“As ilhas são diferentes. E quanto mais pequena for a ilha, mais isto é verdadeiro. (…) Esta ilha, por exemplo. Percorre-se de bicicleta de uma ponta à outra. Uma pessoa que caminhasse por cima da àgua podia alcançar a costa numa tarde.”
in “A Praia Roubada“.
Já há alguns anos que tínhamos estas “mini-férias” na manga. E foi desta que “com a questão da crise” resolvemos dar um pulo até Formentera para as mini-férias de junho.
Para quem ficou com as antenas no ar para a “questão da crise” fica já a dica que “NÃO! Em Formentera não se fazem férias baratas”… É já ali, e apesar de até se arranjarem voos “em conta” para Ibiza (em Formentera não há aeroporto), assim que se saí do avião é ver os Euros a sair da carteira… E não são nada poucos!
Na primeira noite ficamos em Ibiza (não vou falar sobre o pouco que conheci pois vou reservar para outro post).
Na manhã seguinte apanhamos o barco para Formentera. O plano inicial? apanhar o Ferry a partir do centro, mas mesmo ao lado do nosso hotel havia um pequeno porto para barco de “excursões”, a partir de onde, por metade do preço, se consegue transporte para o mesmo local.
A viagem para a ilha? Fantástica.

Primeiro dia de férias. Primeiro Sol na cara. Cheirinho a Mar.
E uma paisagem de, por vezes, cortar a respiração.
Navegando entre farois, cruzando com outros barcos.
Valeu a pena apanhar aquele barco mais lento!
Chegados a Formentera, seguimos para o nosso destino: Es Pujols.
Como os nossos dias na Ilha, foram quase sempre iguais (excepto pelos livros, pelo numero de rodas – 2 ou 4 – e pela praia), vou falar um pouco sobre cada um dos locais.
Es Pujols

Para quem procura “descanso mesmo”, Es Pujols não é o melhor destino. É das poucas vilas na Ilha com bares e restaurantes, e talvez a mais turistica.
Nós, apesar de querer descanso, optamos por ficar lá exactamente por isso. Assim tinhamos sempre a hipotese de sair para jantar ou beber um copo.
Tendo lá estado, mantenho a opinião. Os outros locais são mais bonitos, mas apenas os recomendo a quem quer mesmo “ermita’r”.

A sua praia não é nada de especial, quando comparada com as restantes da ilha.

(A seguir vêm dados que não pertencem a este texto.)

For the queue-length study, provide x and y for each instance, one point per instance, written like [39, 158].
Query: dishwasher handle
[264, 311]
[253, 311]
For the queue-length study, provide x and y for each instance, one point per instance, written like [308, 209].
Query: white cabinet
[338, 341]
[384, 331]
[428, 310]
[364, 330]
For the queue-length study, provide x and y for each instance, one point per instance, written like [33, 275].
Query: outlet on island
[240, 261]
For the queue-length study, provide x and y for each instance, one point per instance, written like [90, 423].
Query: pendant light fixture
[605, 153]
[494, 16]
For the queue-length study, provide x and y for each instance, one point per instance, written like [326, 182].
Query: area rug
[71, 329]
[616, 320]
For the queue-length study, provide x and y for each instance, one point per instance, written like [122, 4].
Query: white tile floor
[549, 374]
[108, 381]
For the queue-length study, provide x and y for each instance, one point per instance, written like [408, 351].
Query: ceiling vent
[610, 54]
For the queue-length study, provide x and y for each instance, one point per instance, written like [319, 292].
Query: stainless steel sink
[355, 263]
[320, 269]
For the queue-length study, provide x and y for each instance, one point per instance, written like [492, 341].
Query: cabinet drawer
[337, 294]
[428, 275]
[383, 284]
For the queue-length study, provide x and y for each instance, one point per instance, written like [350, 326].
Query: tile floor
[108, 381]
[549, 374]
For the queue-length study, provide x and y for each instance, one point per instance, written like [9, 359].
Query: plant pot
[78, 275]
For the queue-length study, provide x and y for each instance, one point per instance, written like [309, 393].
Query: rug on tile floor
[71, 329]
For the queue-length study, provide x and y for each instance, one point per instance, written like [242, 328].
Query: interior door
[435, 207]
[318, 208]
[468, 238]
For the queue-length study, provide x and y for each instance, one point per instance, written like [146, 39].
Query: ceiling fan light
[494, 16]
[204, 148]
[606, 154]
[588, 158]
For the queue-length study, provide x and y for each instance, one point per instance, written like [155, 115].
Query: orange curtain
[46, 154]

Mas tem algo que me fascinou desde o primeiro dia: Muitas garagens de pequenos barcos de pesca!
Vistas ao longe, parecem barracas de madeira abandonadas – quase a cair – que até “ferem” a paisagem. Mas, quando nos aproximamos entramos num novo mundo: o mundo das engenhocas para retirar os barcos da àgua e protegê-los das possiveis “tormentas” que os podem danificar para a vida.

Não existem guardas, e durante os dias que lá estivemos nunca os vimos sair. Por isso um dos luxos a que me dei foi o deambular por entre eles e observar os apetrechos mais de perto.
Para além os barcos, temos os Italianos! De toda a forma e feitio! Durante a noite, enquanto passeamos pela rua principal cruzamos com vários espécimes. Nos restaurantes quase sempre temos um cumprimento e uma ementa em Italiano antes sequer de dizermos “Buenas Noches”, e até alguns dos bares são de Italianos. Sim. Formentera está carregada de Italianos… Não tivesse conhecido a “mascote” da ilha, quase diria que era um Italiano. E que Formentera ficava em Itália!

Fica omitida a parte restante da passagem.